Keighley: It’s a living document.
Hennig: Which is why we tend to do things that are more succinct. They tend to be online, like conference papers and things like that now. It’s not that there’s no documentation. But it’s more a living document.
Keighley: You were always a big believer, Mark, in just playing the game, iterating on the experience.
Cerny: That’s what you did in arcade games. There was this big philosophy — I think it was centered at EA, probably — that you needed to be doing careful planning and have charts and all of that. It didn’t make sense to me. I left Crystal because I got lured down to Los Angeles by a friend. “Come to Universal Studios and we’ll give you a big bag of money and total freedom.” Which is a good pitch. Big bag of money was $5 million in those days.

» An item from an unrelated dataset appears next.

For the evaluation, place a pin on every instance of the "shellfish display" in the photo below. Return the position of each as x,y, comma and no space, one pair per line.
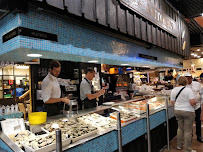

Keighley: For you personally?
Cerny: No. To make games. And no rules meant I could say to the teams, “Let’s do a one-pager. That’s all we need. Maybe four pieces of art. And let’s just start building it and see where this goes.” I worked with Naughty Dog, which was three people, and Insomniac, which was two people. That’s how those projects got off. That was Crash Bandicoot and Disruptor. It certainly didn’t hurt that we didn’t have those design docs. As Amy was saying, they’re wrong almost the instant you write them.
Keighley: Working with Naughty Dog, you did Way of the Warrior for 3DO, and then moving on to Crash, a legendary franchise. Mark, you were there at Universal, and this is another example of you guys finally coming together. A lot of folks from Crystal Dynamics ended up at Naughty Dog, right?
Hennig: Definitely. That was the seed studio. A lot of people made that transition. We had met. I don’t remember exactly where. Probably at GDC or something like that. But then we didn’t get to sit down and consider working together until I got to Naughty Dog in late 2003. We were around.
Cerny: Right. Uncharted. Or you were there for Jak?
Hennig: Jak III, for a year.
Keighley: Mark, you had left Universal at some point, and then become more of a design consultant working with Naughty Dog and Insomniac. You continued with those studios.
Cerny: Absolutely. My 20-year anniversary is coming up. I left Universal on October 1, 1998 and went freelance as a consultant. This October 1 is the 20-year anniversary of Cerny Games, which is basically me.
Keighley: I remember I would go to Naughty Dog or Insomniac — at Insomniac there was one little office, a Cerny Games office, right off the elevator.
Cerny: It was Cerny Games renting space. Insomniac was my landlord.